閑話. ウィルフレッドが回想する話。
テンポが悪くなるので1話に収めたら長くなりました。
街で襲われた話のウィルフレッド視点です。
「ふう… 今日はこれで終わりにしよう。」
首に巻いた手拭いで汗を拭きながら独りごちる。
──俺はウィルフレッド・クローヴィス。クローヴィス侯爵家の第1子で長男だ。次期当主になることが決まっている。
「先に失礼します!お疲れ様でした。あとお願いします!」一緒に畑仕事をしている農民に声をかける。
わっかりました〜若旦那様、お疲れ様でした〜!と遠くから返事が返ってくるのでそれに手を振って答え、その場を後にする。
…次期侯爵なのになんで農作業しているかって?
我が国ではそれが当たり前だからだ。建国から200年程経つそうだが当時から変わらないらしい。
領主と領民は仲が良いほうがいいに決まっているからこのやり方に疑問はない。
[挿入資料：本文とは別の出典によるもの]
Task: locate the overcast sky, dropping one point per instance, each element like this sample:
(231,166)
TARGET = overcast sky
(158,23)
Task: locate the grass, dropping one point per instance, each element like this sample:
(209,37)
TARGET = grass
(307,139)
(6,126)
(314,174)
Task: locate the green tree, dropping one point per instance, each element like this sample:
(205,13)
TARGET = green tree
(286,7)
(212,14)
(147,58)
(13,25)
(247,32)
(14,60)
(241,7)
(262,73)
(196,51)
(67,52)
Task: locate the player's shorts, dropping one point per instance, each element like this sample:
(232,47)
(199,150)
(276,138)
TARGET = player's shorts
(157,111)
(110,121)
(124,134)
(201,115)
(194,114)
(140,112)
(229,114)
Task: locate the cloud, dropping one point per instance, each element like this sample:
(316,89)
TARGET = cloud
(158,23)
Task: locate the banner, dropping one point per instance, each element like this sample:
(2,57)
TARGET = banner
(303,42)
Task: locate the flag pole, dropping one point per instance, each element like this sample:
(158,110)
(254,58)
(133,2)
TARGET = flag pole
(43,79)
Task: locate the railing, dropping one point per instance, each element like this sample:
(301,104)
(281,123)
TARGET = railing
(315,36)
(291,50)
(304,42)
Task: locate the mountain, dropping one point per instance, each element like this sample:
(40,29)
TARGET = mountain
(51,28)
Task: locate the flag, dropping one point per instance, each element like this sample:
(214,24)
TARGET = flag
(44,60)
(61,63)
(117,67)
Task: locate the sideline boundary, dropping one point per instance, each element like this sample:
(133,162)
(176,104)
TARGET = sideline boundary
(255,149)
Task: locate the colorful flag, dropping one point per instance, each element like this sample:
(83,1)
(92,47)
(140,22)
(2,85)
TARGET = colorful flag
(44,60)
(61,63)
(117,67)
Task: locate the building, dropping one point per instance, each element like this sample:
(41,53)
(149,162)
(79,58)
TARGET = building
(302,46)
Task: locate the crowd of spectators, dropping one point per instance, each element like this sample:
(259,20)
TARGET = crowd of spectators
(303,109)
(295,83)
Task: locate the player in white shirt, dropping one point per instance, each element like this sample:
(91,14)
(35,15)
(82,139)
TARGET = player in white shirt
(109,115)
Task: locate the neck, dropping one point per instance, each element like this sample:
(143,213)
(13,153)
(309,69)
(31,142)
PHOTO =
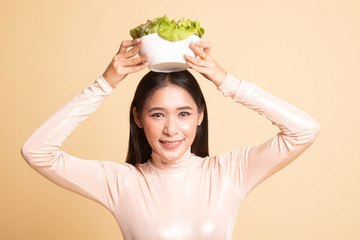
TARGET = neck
(165,165)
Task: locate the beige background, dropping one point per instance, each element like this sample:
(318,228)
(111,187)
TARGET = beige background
(305,52)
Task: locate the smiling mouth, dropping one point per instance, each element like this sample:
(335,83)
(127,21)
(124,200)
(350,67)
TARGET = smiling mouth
(172,144)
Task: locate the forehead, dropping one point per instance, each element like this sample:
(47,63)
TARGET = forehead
(171,96)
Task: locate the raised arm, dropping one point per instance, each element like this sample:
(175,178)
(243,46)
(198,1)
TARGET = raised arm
(249,166)
(97,180)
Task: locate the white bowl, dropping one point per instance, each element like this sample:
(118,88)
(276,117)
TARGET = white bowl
(165,55)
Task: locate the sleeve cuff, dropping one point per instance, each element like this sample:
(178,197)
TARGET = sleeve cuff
(105,86)
(230,85)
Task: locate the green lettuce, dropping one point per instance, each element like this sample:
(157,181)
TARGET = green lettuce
(168,29)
……まあほんの一部、反感を持つ者はいるらしいが。
「さて、帰るか。」愛しの妻サラも待っている事だしな。
──「ただいま戻りました。」館に入る前に靴についた泥を落とす。
「おかえりなさい!」「ああ、サラ! ただいま。」
サラを抱き寄せ頬に口付けをすると、サラもし返してきてくれる。
その後、夫婦の部屋へと向かいながら話をするのが日課だ。
「今日も何もなかったか?」現在妊娠5ヶ月ほど。…大事にしなくては。
「ええ。 あ、今日はマリアちゃんと昼食を一緒にとったわ。」と嬉しそうに話す。「マリア、大丈夫そうだったか?昨晩は気落ちして帰宅したようだったが。」
昨晩は一生に一度のデビュタントの夜会で、出るときはすごく楽しそうに出たのに暗い顔をして帰宅したのだ。
「あぁ、ええ それなのだけど、昨晩のことは話してくれなかったけど10歳頃のことを聞かれて……」「10歳頃?マリアの?」頷きながらサラは話を続けるが
「…それで私、"あれ"のことを口にしてしまって……」立ち止まりサラの顔がみるみる曇る。
「そうか… でもマリアは大丈夫と言わなかったか?」泣きそうな顔でこくりと頷くサラの背中をゆっくり擦る。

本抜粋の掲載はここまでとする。